The most disconcerting thing I spotted were the graves and coffins scattered in many frontyards — aboveground because there's not much extra space on Tangier and the water table is so high. The white marble monuments were interesting because many are etched with the same family names you see on mailboxes and business signs all across the island: Parks, Pruitts, Dises and, the most prominent, Crockett. These are a direct link to the past.
Tangier was first charted by Capt. John Smith, who spotted the isle on his exploration of the Chesapeake Bay in 1608. It is debated who the first settler was: Some say it was John Crockett and his eight sons, who came in 1686.
The first written record indicates that John's distant relation Joseph Crockett was the first official settler.
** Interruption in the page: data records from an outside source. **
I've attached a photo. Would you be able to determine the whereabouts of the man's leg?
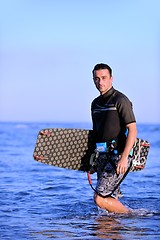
[94,193,130,213]
[94,156,130,213]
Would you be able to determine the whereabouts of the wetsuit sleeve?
[117,96,136,125]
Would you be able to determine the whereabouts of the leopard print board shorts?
[96,154,132,198]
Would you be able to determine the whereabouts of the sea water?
[0,123,160,240]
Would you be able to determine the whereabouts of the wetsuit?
[91,87,136,197]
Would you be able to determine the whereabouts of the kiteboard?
[33,128,150,172]
[33,128,94,172]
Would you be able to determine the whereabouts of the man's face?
[93,69,113,95]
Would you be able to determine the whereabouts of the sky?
[0,0,160,123]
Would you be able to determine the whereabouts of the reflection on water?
[0,123,160,240]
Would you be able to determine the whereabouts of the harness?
[87,140,132,198]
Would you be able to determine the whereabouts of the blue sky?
[0,0,160,123]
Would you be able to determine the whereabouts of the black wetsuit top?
[91,87,136,152]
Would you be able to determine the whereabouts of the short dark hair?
[92,63,112,77]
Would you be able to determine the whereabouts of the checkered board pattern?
[33,128,93,171]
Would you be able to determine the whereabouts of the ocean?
[0,122,160,240]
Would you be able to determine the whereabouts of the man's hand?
[116,157,128,174]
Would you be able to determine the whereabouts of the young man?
[91,63,137,213]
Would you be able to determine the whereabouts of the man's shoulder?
[114,90,129,101]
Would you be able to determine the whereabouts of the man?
[91,63,137,213]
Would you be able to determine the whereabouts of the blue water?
[0,123,160,240]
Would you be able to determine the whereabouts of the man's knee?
[94,193,107,208]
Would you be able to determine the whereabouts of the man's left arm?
[117,122,137,174]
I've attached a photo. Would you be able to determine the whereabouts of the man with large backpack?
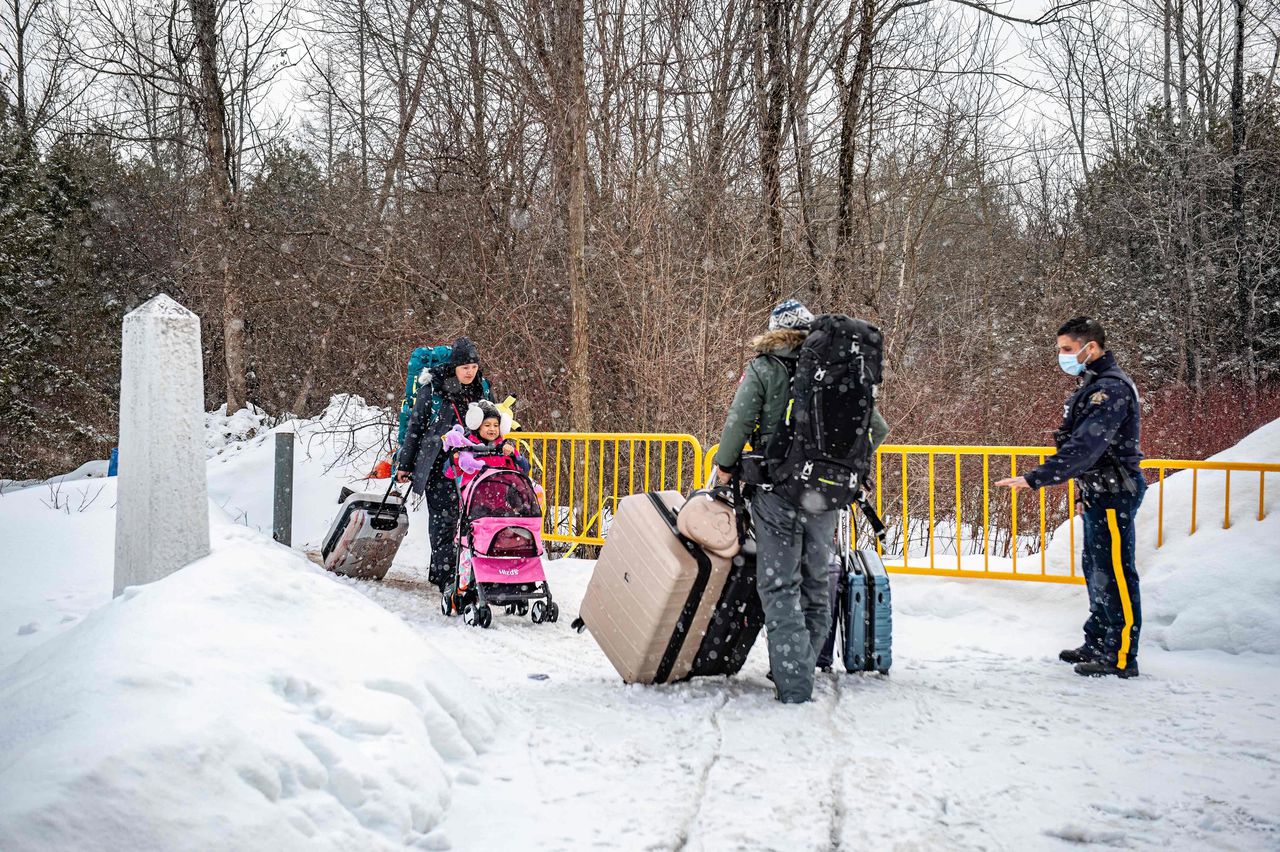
[716,299,888,704]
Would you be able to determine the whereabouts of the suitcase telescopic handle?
[369,477,401,532]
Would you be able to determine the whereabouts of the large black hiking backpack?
[768,313,884,512]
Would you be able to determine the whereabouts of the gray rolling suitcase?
[840,550,893,674]
[320,482,408,580]
[818,506,893,674]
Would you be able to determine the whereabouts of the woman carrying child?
[396,338,492,591]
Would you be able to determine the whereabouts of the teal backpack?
[396,343,453,445]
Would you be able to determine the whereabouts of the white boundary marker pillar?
[114,293,209,595]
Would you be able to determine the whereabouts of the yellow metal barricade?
[512,432,704,545]
[703,444,1280,583]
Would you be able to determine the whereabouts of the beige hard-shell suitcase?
[575,491,763,683]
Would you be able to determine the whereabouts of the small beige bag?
[676,490,742,559]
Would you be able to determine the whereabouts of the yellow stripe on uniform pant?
[1107,509,1133,669]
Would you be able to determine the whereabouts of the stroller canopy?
[463,468,543,518]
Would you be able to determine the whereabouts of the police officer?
[996,317,1147,678]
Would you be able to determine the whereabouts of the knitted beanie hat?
[465,399,511,435]
[769,299,813,331]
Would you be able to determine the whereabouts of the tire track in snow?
[673,693,730,852]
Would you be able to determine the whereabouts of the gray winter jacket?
[716,329,888,469]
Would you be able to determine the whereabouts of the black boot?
[1057,645,1094,665]
[1075,660,1138,679]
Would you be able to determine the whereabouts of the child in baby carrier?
[444,399,530,489]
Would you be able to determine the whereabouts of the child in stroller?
[440,402,559,627]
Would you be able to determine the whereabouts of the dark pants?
[751,490,838,702]
[426,453,458,591]
[1083,478,1147,669]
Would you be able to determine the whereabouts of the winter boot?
[1075,660,1138,679]
[1057,645,1097,665]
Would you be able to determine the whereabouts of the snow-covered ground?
[0,407,1280,849]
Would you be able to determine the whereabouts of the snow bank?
[1050,421,1280,654]
[0,513,494,849]
[209,394,394,551]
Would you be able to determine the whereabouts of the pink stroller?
[440,452,559,627]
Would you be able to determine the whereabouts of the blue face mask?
[1057,349,1085,376]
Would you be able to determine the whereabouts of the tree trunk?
[552,0,591,432]
[755,0,786,299]
[837,0,876,255]
[1231,0,1257,389]
[191,0,247,413]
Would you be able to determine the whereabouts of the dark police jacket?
[1027,352,1142,494]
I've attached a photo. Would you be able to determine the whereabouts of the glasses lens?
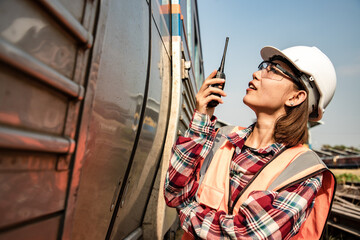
[259,61,283,81]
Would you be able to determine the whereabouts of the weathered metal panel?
[112,17,170,239]
[0,0,77,79]
[73,1,149,239]
[0,166,69,228]
[0,63,67,135]
[58,0,89,22]
[0,216,62,240]
[0,0,97,239]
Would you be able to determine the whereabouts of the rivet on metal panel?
[56,155,71,171]
[110,179,122,212]
[66,137,76,154]
[120,180,130,208]
[78,86,85,100]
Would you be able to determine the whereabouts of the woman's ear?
[285,90,307,107]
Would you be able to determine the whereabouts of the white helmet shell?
[260,46,336,121]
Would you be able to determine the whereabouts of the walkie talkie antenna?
[207,37,229,108]
[218,37,229,73]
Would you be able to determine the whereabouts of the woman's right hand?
[196,70,226,118]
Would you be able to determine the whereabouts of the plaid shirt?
[164,111,322,239]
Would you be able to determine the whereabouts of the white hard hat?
[260,46,336,121]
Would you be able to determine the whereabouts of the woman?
[165,46,336,239]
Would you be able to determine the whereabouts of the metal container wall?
[0,0,96,239]
[0,0,202,240]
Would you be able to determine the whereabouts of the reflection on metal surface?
[0,126,75,154]
[39,0,93,48]
[124,228,143,240]
[0,170,69,231]
[0,216,62,240]
[1,17,47,43]
[0,62,68,135]
[0,39,84,100]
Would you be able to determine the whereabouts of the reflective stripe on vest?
[197,127,335,239]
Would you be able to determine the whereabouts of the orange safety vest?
[182,127,336,239]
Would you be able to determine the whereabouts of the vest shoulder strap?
[199,126,235,178]
[267,150,327,191]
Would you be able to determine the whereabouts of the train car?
[0,0,204,240]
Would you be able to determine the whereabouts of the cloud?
[335,63,360,77]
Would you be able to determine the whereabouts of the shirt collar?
[222,123,285,154]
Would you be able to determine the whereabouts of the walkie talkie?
[207,37,229,108]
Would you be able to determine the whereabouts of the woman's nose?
[253,70,261,80]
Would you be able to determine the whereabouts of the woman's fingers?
[196,70,226,116]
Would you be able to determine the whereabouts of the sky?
[198,0,360,149]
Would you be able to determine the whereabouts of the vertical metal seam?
[105,0,152,237]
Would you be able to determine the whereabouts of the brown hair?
[274,84,309,147]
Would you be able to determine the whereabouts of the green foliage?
[335,173,360,184]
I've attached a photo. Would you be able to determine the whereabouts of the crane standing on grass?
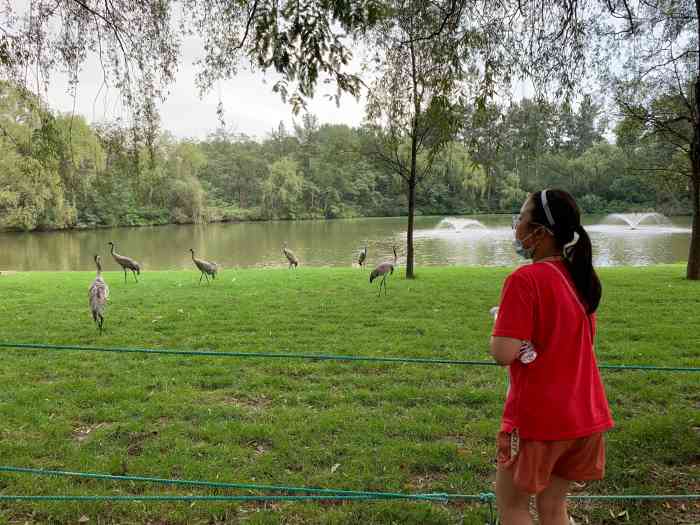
[88,255,109,333]
[282,242,299,268]
[190,248,219,284]
[369,246,398,297]
[107,241,141,283]
[357,244,367,268]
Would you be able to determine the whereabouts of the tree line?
[0,83,691,230]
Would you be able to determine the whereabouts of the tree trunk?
[686,169,700,281]
[406,174,416,279]
[686,7,700,281]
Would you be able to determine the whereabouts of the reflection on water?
[0,215,690,270]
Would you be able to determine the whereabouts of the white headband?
[540,190,554,226]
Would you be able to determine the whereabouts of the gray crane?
[369,246,398,297]
[88,255,109,333]
[282,242,299,268]
[107,241,141,283]
[190,248,219,284]
[357,244,367,268]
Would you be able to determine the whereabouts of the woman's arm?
[491,336,522,366]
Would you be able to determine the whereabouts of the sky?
[45,32,364,139]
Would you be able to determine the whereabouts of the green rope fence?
[0,342,700,372]
[0,342,700,522]
[0,466,700,503]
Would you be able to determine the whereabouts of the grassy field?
[0,266,700,525]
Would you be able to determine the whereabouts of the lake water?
[0,215,690,271]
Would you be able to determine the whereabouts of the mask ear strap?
[562,231,581,261]
[540,190,554,226]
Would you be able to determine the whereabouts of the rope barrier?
[0,466,447,501]
[0,466,700,504]
[0,343,700,372]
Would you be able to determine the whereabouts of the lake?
[0,214,691,271]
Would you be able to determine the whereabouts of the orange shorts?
[498,431,605,494]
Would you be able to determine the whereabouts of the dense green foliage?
[0,265,700,525]
[0,84,689,230]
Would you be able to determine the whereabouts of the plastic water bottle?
[489,306,537,365]
[518,341,537,365]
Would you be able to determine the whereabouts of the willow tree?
[0,0,381,135]
[602,0,700,280]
He acquired 475 acres in 1778 and sailed from Cornwall, England, to claim his land. Regardless of who was here first, by 1800 there were 79 people on the Tangier Islands (as the trio of Tangier and two nearby islands, now uninhabited, were called). Almost half were Crocketts or descendants of Crocketts. They mostly farmed until the 1840s, when the seafood market was born and the Chesapeake exploded with sailing ships that transported oysters and, later, crabs to Baltimore and New York. Today, about 650 people, still mostly watermen and their families — a third called Crockett — call Tangier home.
No strip malls here
Gina jabbered away about the island in a well-practiced drone, pointing out buildings and other notable sites: the library, the post office, two churches, two grocery stores, one of the artesian wells, the volunteer fire department, one school (kindergarten through the 12th grade, with eight graduates last year), three inns, a 3-mile-long beach — nothing too eye catching until you ponder the fact that few other places can draw tourists by showcasing their day-to-day facilities.
And that's what's fascinating about Tangier. Such facilities — and the lack of them — provide a glimpse into another era. There are no stoplights, no movie theaters, no McDonald's, no jail, no supermarkets, no malls, no alcohol (though I overheard one man say that no alcohol is available or sold, but "plenty is brought in and drank"). There are few cars. Most people get around by golf cart or scooter — or on foot.
Because I live near Washington, D.C., I usually go over to Tangier for day trips. But a few years back, I stayed over one Saturday night. I was surprised to learn that Hilda Crockett's Chesapeake House restaurant — my big plans for the evening — closes at 6 p.m., and the only thing to do afterward was attend a concert at one of the island's two churches.